Pergunta

The following segment of code formats and converts a date to the UTC zone using the Joda-Time API.

DateTimeFormatter dateTimeFormatter=DateTimeFormat.forPattern("dd-MMM-yyyy hh:mm:ss aa");
DateTime dateTime = dateTimeFormatter.parseDateTime("15-Oct-2013 11:34:26 AM").withZone(DateTimeZone.UTC);        
System.out.println(dateTime);

It displays the following date exactly as expected.

2013-10-15T06:04:26.000Z

But when this date is converted to java.sql.Timestamp like so,

System.out.println(new Timestamp(dateTime.getMillis()));

it displays the following date.

2013-10-15 11:34:26.0

This means the same date/time as given.
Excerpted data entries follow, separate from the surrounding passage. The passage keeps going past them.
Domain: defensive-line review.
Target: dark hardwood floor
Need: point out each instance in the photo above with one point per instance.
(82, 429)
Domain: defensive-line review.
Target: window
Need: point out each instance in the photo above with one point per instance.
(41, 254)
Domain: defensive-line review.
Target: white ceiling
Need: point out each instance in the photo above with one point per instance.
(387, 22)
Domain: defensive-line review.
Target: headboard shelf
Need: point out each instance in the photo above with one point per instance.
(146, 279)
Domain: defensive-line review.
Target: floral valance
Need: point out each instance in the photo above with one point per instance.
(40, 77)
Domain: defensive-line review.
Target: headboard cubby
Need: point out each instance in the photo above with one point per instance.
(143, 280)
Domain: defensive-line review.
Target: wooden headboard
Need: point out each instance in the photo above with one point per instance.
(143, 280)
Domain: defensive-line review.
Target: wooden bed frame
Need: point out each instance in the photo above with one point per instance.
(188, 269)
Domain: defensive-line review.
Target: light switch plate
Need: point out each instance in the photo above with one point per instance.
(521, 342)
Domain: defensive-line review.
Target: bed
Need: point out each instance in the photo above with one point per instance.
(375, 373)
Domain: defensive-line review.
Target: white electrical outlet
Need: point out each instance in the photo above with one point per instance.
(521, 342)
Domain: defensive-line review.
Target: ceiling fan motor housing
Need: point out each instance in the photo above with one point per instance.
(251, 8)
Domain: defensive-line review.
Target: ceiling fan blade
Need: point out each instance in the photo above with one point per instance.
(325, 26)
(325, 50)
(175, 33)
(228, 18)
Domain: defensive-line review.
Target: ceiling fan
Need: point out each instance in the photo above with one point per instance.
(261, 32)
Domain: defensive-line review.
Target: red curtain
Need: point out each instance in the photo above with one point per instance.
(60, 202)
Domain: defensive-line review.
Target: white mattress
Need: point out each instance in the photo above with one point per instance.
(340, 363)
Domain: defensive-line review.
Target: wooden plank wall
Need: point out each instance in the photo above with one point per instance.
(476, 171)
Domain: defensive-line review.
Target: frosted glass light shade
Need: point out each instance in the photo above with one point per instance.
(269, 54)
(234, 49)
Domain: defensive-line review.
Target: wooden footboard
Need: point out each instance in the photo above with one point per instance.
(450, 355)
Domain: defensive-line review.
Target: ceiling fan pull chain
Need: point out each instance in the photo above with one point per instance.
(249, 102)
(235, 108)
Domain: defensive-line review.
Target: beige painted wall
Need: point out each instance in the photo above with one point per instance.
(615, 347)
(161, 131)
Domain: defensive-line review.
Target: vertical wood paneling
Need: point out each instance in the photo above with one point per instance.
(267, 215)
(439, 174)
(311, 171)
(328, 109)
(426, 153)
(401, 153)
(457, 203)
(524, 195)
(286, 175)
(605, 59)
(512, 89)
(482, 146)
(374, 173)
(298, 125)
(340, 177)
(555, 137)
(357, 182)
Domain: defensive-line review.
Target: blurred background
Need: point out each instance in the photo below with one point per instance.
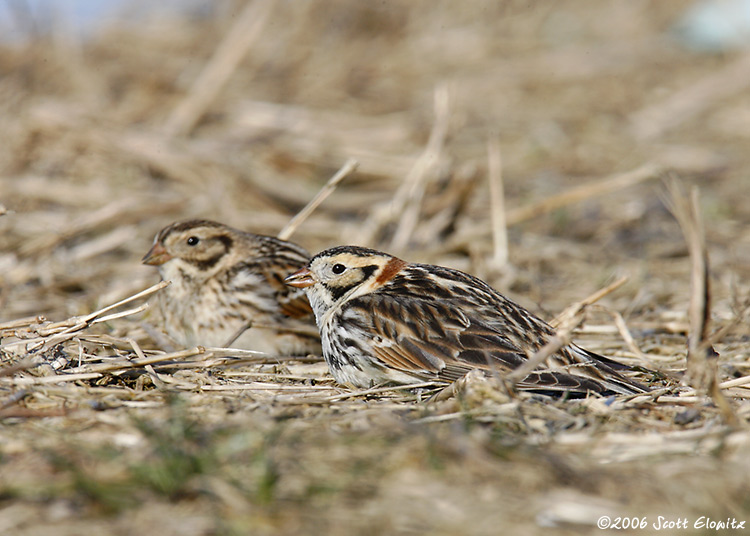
(120, 117)
(117, 118)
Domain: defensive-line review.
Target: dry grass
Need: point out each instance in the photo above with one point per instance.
(242, 116)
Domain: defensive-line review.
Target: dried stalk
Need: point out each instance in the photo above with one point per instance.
(329, 187)
(702, 363)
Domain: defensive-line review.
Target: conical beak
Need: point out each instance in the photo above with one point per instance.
(157, 255)
(301, 278)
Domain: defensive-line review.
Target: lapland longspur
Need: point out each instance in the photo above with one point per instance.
(224, 280)
(382, 319)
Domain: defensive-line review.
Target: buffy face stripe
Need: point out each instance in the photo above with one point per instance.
(384, 320)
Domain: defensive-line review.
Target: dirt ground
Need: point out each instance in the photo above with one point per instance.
(241, 114)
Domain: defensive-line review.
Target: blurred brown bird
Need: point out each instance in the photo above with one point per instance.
(228, 284)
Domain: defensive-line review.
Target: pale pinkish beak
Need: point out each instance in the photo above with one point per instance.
(157, 255)
(301, 278)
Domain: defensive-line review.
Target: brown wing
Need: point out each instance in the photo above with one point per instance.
(420, 336)
(433, 339)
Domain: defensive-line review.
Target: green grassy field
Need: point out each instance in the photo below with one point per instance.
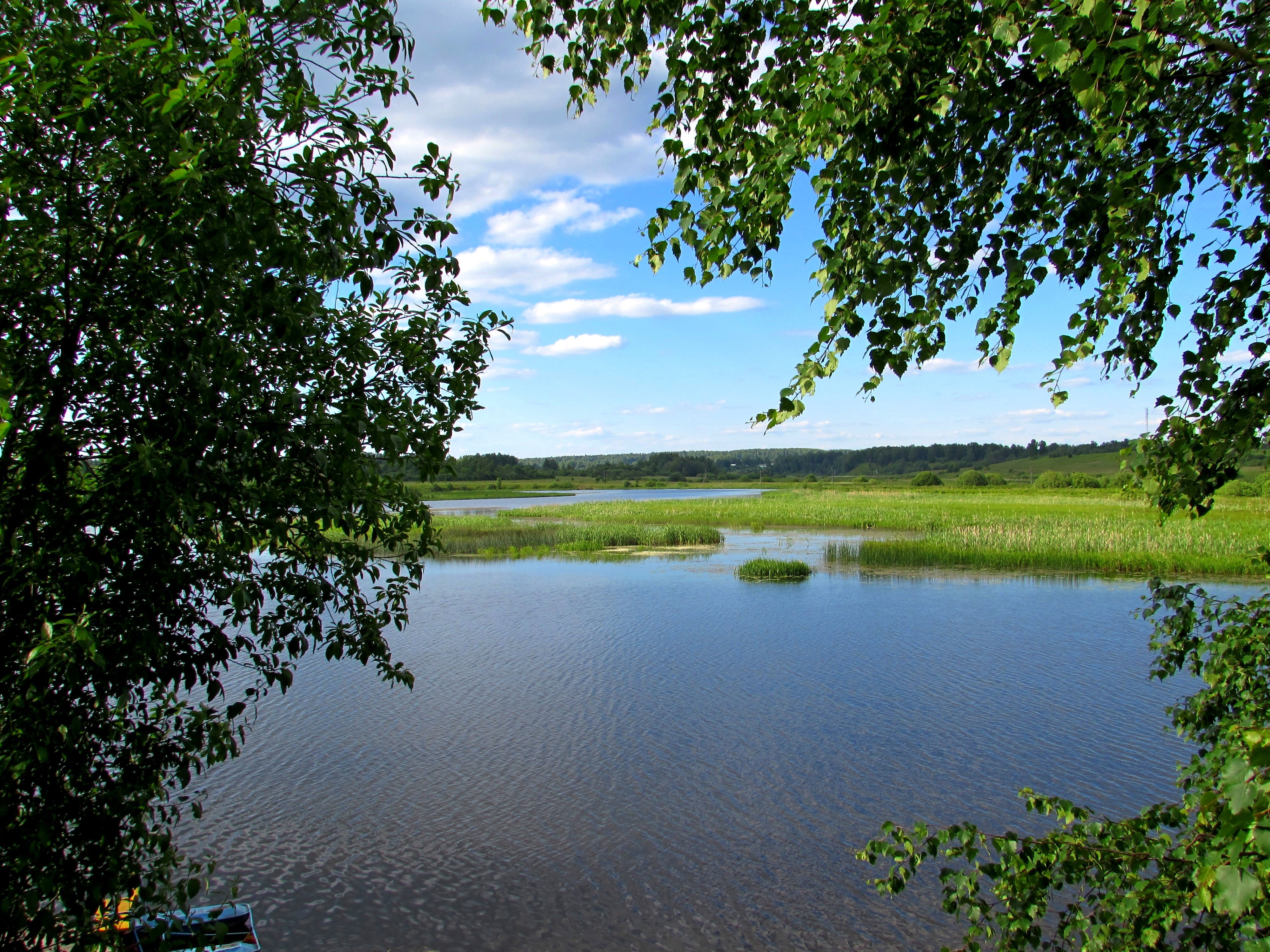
(1097, 531)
The time zone UTC appeared to be ignored.


How to get Timestamp to correctly convert a date to UTC?

Foi útil?

Solução 2

Despite the fact that the println() method implicitly uses the Timestamp#toString() method while displaying it on the console which in turn uses the current JVM timezone to display date-time (the JVM timezone is the system timezone by default which the operating system uses), the original intention of the question was to persist new Timestamp(dateTime.getMillis()) to MySQL database with the UTC zone which will not happen for the reasons mentioned in the following related answers.

Outras dicas

Java Timestamp.toString() outputs in UTC (although it doesn't say as much in the javadoc, the source uses no TimeZone info). Since your original date/time is in UTC, you will see the exact same output.